On the next day Hannibal decided to stand his ground and in the renewed fighting the Romans were heavily beaten. One of the wings of the first battle line, composed of allied levies, was forced to give ground. Marcellus ordered the legion positioned in the rear to relieve the retreating allies. This proved to be an error, as the ensuing manoeuvre and the continuing Carthaginian advance threw the entire Roman army into disorder. The Romans were put to flight and 2,700 of them were killed before the rest could take refuge behind the palisade of the camp.

Marcellus was undaunted by this setback, and although many of his men were wounded, he led them to yet another long and inconclusive fight on the third day. Hannibal's elite Iberian troops were unable to break the Romans, and the Carthaginian brought up his war elephants. At first they produced the desired effect by trampling and scattering the Roman front, but a successful counterstrike by a maniple of hastati turned the beasts against their own troops and caused disorder among the Carthaginian ranks. Marcellus seizing the opportunity, threw his cavalry, kept so far in reserve, into the action. The cavalry charge was followed by an all-out and irresistible infantry attack. Hannibal's forces fell back to their camp with heavy losses (8,000 killed according to Livy). The toll on Marcellus' troops was even heavier than that of the preceding day – 3,000 killed and nearly all the rest wounded, according to Plutarch – so he declined to pursue Hannibal when the latter broke camp and marched south the following night.

==Aftermath==
As a result of the battle of Canusium, the army of Marcellus was effectively put out of action. Sparing his soldiers, most of whom were wounded, the proconsul retired to Sinuesa (Campania) according to Plutarch, or Venusia (Apulia) according to Livy, where he was inactive the rest of the summer, allowing Hannibal to traverse southern Italy unchecked. This prompted Marcellus' political enemies in Rome to accuse him of bad generalship for two defeats that year, undermining Livy's claim of Marcellus' victory on the third day at Canusium, and to ask the Senate and People to relieve him of his command. Nevertheless, Marcellus was elected consul once again and was authorized to seek a decisive engagement with Hannibal in the following year.

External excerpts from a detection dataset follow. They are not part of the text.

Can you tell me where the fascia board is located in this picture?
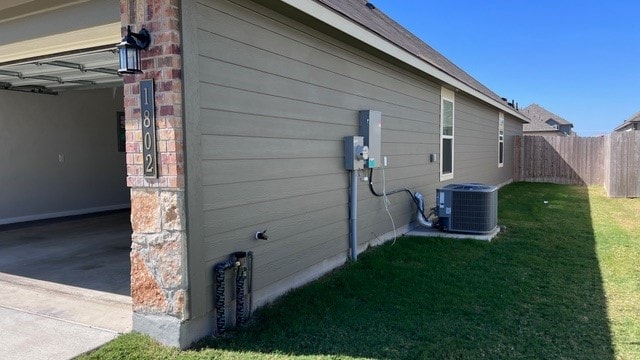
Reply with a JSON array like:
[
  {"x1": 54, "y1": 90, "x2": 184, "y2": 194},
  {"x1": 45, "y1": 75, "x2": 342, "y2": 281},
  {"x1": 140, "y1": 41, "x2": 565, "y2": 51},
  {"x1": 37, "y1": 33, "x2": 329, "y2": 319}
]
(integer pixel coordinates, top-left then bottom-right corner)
[{"x1": 280, "y1": 0, "x2": 529, "y2": 123}]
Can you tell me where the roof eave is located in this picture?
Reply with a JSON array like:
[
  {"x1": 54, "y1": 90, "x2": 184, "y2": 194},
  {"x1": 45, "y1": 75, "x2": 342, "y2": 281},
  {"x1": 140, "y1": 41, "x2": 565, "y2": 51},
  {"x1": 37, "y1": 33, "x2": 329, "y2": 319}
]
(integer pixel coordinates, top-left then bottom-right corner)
[{"x1": 280, "y1": 0, "x2": 529, "y2": 123}]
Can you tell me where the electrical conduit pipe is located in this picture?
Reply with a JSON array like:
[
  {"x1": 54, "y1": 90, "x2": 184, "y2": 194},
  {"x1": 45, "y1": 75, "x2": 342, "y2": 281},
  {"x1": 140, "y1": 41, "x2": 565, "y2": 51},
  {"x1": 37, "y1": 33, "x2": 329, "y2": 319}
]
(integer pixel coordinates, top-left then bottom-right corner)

Still in the summer of 209 BC, while Marcellus was fighting Hannibal in Apulia, the army under the consul Quintus Fulvius Flaccus effected the submission of northern Lucania. The other consul, Quintus Fabius Maximus, assaulted the city of Manduria, in the Sallentine. It was hardly 35 km away from Tarentum. Having disentangled himself from Marcellus, although the army of Fabius was very close to Tarentum, Hannibal hurried to rescue the city of Caulonia (in the farthest corner of southwestern Italy for Bruttium was also under Roman attack). Unopposed by the main Roman forces the Carthaginian commander managed to intercept and destroy near Caulonia an 8,000 strong detachment that had attacked the Bruttians from Regium, and thus retained control over the region. But this fight delayed him and he would not arrive in time to save Tarentum from Fabius' assault. He was five miles away when Fabius sacked Tarentum.